Q1: After generating the displacement map, I want to figure out that, how much area is showing subsidence rate of specific range. How can I calculate it?
Q2: And how is it possible to cut the area out of one or two bursts, because I don’t want area of complete burst?
you can use the mask manager to identify the pixels above a certain threshold
e.g. displacement > 0.4
then you determine the area of the mask. Examples are given here: Landcover classification with Sentinel-1 GRD (page 28 onwards)
I don’t get the second question, please give an example.
Q1 is in the wheelhouse of GIS software, so in general you are better off loading the data in your favorite GIS tool (or the freely available QGIS). If you have a large number of files to process, most GIS systems support scripting. Some care is needed to get accurate results with mapped data due to the different surface area of mapped pixels. If you use an equal area projection you only need to determine the area of one pixel. For small regions the difference in areas may be small enough to ignore, but using a GIS package makes it easy for others to closely reproduce your results.
Thank you @ABraun.
If we look at one bursts, sometimes, we want to study smaller region than the region covered by one burst. I want to know how can I cut or crop that portion?

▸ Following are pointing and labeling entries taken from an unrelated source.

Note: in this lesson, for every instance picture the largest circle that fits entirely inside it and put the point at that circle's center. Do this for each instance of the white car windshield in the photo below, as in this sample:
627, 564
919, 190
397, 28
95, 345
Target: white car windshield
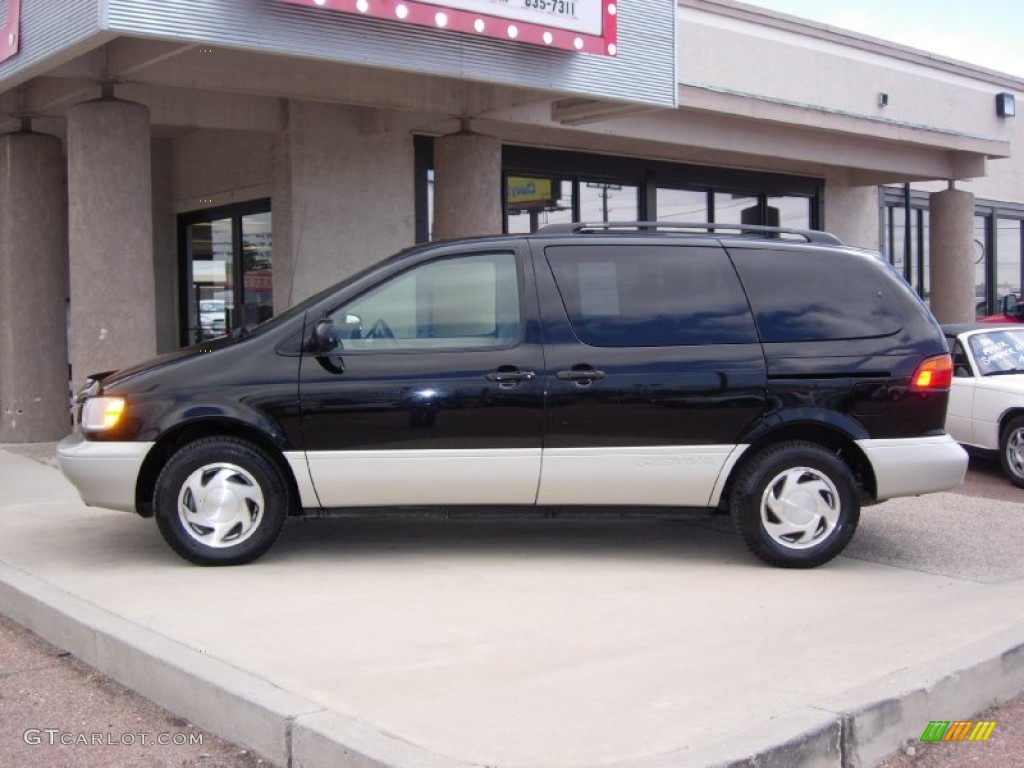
998, 351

Can you provide me some links which shows the processing of the image in QGIS or any other GIS software?
you can create a spatial subset after debursting the interferogram, explained on page 14 of this tutorial: Sentinel-1 TOPS interferometry
The link provided by @ABraun gives examples for QGIS.
If you aren’t already GIS user you should start with the QGIS tutorials. Two common approaches to measuring areas are: 1) using a raster with a small number of discrete values and an equal-area projection, QGIS has raster tools to give you the total number of pixels for each discrete value, 2) QGIS can convert a raster mask to a shapefile and compute the area of the shapefile.